DuckLake v1 didn't support writes. What it does is orthogonal to the mutability of data.

The higher order bit is to use SQL catalog (not necessarily duckdb, it supports postgres and mysql as well) for metadata instead of json/yaml.

In the graph world, we have GQL and PGQ. But they're relatively recent and not implemented everywhere. Cypher and its variants are more widespread in the industry.

Building consensus around an acceptable DDL language seems preferable to using yaml/json, regardless of whether the graph is mutable or immutable.

Kuzu/DuckDB are interesting because of single-file embedded DB convenience. But really you could bring any database and it's DDL as long as it doesn't fragment the standard too much.

adsharma avatar Sep 23 '25 19:09 adsharma

I think DDL is worth discussing, maybe we can start an issue to discuss it, or I can start an official discussion on a mailing list @adsharma @SemyonSinchenko

yangxk1 avatar Sep 24 '25 03:09 yangxk1

The higher order bit is to use SQL catalog (not necessarily duckdb, it supports postgres and mysql as well) for metadata instead of json/yaml.

Within a single system, using a catalog clearly offers advantages.

However, GAR is designed for cross-system interoperability, and YAML is universally readable, even by humans. Given that we cannot require users to adopt any specific catalog implementation (such as DuckLake’s or Kuzu’s). I don't know if there is a public common SQL structure for creating catalog tables. And many systems don't support SQL and don't want to import it.

We can support catalog-based metadata in systems that provide a catalog (e.g., Kuzu, DuckDB, etc.), while also fully supporting the generic YAML format for import and export to ensure broad interoperability.

yangxk1 avatar Sep 24 '25 08:09 yangxk1

Thank you for starting the discussion. Yes, it's a bit more challenging for graphs because of the heterogeneity of languages and implementations. In the SQL world, DuckDB folks had an easier time making the case with implementations involving 3 widely used open source databases.

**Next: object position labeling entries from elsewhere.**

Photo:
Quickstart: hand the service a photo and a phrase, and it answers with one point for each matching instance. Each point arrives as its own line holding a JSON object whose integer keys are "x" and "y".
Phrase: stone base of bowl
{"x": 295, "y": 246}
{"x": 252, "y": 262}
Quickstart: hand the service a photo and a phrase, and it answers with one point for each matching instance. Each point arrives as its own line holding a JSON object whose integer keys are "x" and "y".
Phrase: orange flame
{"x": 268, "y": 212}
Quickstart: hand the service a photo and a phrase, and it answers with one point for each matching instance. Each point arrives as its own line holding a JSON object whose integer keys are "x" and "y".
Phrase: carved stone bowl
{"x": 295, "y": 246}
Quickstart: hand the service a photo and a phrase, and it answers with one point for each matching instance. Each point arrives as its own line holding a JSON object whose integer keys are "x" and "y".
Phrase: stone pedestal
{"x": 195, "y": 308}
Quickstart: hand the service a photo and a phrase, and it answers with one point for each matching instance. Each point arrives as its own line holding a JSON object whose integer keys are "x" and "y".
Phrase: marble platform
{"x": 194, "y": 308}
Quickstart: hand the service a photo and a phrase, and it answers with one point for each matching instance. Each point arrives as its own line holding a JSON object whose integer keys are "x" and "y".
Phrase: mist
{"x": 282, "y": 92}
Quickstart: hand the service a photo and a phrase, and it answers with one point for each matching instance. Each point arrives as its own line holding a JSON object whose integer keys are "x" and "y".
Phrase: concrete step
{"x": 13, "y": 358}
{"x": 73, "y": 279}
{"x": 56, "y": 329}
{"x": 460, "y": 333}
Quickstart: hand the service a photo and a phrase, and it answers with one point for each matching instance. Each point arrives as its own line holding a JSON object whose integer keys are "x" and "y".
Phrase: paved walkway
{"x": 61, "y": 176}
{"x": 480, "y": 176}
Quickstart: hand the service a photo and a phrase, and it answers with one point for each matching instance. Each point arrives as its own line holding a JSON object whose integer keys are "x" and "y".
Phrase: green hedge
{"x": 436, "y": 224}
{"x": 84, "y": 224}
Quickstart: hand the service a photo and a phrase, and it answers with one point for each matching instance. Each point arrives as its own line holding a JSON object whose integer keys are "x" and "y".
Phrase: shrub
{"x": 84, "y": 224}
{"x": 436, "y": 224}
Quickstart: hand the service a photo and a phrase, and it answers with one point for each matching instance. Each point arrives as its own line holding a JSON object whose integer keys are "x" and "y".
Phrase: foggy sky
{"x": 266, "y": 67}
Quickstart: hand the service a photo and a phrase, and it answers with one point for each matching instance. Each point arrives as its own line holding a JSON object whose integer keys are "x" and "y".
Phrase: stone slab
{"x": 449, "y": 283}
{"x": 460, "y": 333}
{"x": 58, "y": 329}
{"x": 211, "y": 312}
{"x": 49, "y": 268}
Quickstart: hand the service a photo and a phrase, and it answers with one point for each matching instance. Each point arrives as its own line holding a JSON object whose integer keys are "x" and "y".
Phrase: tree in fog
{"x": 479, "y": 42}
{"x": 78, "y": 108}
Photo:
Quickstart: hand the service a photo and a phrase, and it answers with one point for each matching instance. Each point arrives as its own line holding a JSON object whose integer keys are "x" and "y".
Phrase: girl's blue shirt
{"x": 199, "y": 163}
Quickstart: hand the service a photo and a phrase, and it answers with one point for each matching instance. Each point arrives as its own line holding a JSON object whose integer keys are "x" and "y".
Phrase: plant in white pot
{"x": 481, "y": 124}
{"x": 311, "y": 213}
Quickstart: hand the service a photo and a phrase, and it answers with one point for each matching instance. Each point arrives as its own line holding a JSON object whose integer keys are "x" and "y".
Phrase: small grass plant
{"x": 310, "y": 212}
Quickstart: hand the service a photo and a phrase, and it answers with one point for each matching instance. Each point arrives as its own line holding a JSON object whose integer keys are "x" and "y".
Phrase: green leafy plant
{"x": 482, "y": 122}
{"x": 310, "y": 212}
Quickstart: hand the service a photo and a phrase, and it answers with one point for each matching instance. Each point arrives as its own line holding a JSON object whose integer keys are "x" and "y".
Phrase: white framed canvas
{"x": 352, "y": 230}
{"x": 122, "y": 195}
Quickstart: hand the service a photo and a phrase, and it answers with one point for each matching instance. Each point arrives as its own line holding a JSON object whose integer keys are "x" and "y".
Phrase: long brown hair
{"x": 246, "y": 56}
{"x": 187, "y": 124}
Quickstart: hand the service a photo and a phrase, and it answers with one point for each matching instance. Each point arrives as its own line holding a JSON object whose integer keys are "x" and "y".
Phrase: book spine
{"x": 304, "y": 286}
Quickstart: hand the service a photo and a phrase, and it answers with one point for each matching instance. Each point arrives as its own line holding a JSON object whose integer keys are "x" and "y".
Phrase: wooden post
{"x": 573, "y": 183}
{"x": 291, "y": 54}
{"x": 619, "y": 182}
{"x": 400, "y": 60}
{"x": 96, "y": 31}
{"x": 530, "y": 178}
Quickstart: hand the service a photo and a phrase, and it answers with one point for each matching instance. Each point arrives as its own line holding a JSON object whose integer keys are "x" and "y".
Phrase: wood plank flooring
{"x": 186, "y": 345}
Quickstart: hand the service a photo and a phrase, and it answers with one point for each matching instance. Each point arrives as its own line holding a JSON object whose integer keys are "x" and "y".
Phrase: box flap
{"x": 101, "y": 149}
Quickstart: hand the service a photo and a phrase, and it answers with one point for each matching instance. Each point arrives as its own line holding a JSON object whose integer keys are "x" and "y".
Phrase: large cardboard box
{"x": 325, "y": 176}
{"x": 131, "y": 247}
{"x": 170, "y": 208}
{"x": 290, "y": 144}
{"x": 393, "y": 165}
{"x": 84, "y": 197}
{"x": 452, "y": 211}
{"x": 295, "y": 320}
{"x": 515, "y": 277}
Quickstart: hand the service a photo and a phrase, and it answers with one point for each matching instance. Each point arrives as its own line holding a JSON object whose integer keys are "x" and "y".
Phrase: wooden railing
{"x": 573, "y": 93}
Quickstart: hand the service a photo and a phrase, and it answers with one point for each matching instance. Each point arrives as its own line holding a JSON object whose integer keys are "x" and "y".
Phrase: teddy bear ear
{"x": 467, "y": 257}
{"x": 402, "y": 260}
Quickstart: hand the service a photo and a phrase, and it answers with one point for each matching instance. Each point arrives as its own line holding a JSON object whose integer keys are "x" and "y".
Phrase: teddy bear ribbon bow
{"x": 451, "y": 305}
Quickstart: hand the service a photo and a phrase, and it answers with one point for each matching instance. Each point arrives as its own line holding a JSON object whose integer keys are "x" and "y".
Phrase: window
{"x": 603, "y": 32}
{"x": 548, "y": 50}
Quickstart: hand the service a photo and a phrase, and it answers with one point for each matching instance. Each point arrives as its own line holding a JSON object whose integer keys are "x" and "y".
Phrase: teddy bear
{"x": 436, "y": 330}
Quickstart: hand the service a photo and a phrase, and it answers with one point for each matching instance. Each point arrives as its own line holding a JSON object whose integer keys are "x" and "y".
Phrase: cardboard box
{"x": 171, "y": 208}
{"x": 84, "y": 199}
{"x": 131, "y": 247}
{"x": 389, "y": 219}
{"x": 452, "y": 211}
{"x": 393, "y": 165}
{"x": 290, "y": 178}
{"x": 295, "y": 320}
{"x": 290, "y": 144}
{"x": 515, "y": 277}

We'll have to see where things stand in a couple of years with DuckLake to understand how the industry received it.

adsharma avatar Sep 24 '25 15:09 adsharma

Hi @adsharma, I noticed that you submitted the PR https://github.com/LadybugDB/ladybug/pull/3 stored in parquet files in ladybugDB. I haven't read the specific implementation yet, and I'm thinking if this is compatible with GAR.

yangxk1 avatar Oct 17 '25 08:10 yangxk1

@yangxk1 they're semantically compatible, but syntactically different. Thinking I'll write up a short blog post describing how they ended up being different and link it here. We can then discuss a path forward.